The tavern-pizza format carries its own cultural logic. It developed in Chicago neighborhood bars where the pizza was incidental to the drinking, intended to absorb beer rather than command the room's attention. Squares are practical: easier to share across a table of four without anyone negotiating slice sizes, easier to eat standing at a bar. That origin shapes how the food functions here. The menu around it, pastas and bar staples, reinforces the positioning. This is a room that takes its drinking seriously and feeds you properly alongside it, rather than a restaurant that tolerates a bar in the corner.
How the Room Works
Alexandria's Old Town bar circuit runs from the waterfront west toward the residential streets, and the venues that sustain neighborhood loyalty tend to be the ones that read as genuinely local rather than destination-oriented. Captain Gregory's and Chadwicks operate in that register, drawing regulars rather than tourists. The Commodore fits that pattern. The tavern format, by definition, assumes repeat visitors: the square-cut pizza model rewards familiarity, and bars built around it tend to develop a rhythm where the regulars know the menu without reading it.
The drinks program functions as the room's spine.

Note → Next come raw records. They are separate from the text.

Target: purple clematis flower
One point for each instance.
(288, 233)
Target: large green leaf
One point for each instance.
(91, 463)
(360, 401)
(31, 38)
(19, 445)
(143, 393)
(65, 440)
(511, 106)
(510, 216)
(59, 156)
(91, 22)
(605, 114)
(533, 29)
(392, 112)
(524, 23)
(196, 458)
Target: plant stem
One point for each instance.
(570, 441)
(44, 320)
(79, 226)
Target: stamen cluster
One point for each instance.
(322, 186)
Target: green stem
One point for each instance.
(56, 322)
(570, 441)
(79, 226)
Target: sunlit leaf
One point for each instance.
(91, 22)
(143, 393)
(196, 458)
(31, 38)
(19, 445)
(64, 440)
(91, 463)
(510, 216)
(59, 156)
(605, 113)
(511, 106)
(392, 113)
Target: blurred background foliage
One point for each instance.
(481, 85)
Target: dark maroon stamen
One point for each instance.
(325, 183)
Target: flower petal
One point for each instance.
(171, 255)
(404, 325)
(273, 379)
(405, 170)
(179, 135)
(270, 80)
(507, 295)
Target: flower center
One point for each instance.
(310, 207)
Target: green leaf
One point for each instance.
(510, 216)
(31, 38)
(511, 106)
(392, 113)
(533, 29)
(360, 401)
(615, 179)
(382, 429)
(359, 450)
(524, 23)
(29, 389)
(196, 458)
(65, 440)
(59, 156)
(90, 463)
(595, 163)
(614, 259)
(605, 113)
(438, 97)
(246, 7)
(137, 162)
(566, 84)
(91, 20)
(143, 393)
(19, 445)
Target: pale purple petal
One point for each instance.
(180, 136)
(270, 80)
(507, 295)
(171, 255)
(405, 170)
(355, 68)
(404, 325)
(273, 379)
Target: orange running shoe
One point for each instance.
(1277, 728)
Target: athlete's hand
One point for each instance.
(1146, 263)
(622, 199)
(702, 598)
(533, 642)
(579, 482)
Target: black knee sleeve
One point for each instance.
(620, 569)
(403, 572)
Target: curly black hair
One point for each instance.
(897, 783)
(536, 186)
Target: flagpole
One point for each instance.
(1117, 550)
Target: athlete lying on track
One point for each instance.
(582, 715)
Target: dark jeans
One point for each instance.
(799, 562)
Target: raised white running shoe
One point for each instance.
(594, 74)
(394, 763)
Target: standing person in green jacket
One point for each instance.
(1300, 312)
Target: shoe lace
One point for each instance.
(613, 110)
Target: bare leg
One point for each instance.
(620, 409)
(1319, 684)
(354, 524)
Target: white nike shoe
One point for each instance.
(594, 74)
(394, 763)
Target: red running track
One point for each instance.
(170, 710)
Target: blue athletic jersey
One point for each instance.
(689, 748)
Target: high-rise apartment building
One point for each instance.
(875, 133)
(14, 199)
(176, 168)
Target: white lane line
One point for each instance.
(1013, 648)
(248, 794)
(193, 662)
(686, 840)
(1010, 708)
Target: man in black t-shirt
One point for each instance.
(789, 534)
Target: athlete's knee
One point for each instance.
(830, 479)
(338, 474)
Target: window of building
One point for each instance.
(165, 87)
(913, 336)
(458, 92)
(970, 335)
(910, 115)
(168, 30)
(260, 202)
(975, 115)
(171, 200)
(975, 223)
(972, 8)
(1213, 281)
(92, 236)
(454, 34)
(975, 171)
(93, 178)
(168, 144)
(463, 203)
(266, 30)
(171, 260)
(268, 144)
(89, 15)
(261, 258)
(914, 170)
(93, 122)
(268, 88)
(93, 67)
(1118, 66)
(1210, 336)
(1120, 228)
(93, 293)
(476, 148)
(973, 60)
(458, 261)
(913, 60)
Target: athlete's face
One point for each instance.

Cocktail bars with serious technical programs in nearby cities, including Kumiko in Chicago (which shares a geographical DNA with the tavern-pizza tradition), Bar Leather Apron in Honolulu, and ABV in San Francisco, operate in a different tier entirely. The Commodore's cocktail identity is bar-first rather than program-first, which suits the format. Expect the drinks to be competent and reasonably priced for Old Town rather than aspirationally craft. That is not a concession; it is the correct calibration for the room.
The Sourcing Question: Tavern Food and Sustainability
Chicago tavern-style pizza sits at an interesting intersection when viewed through the lens of sourcing and environmental practice. The format historically used commodity ingredients, mass-produced mozzarella, canned tomatoes, standard flour, because the pizza was bar food rather than kitchen statement. The question for any venue transplanting the tradition is whether it updates those defaults or preserves them intact.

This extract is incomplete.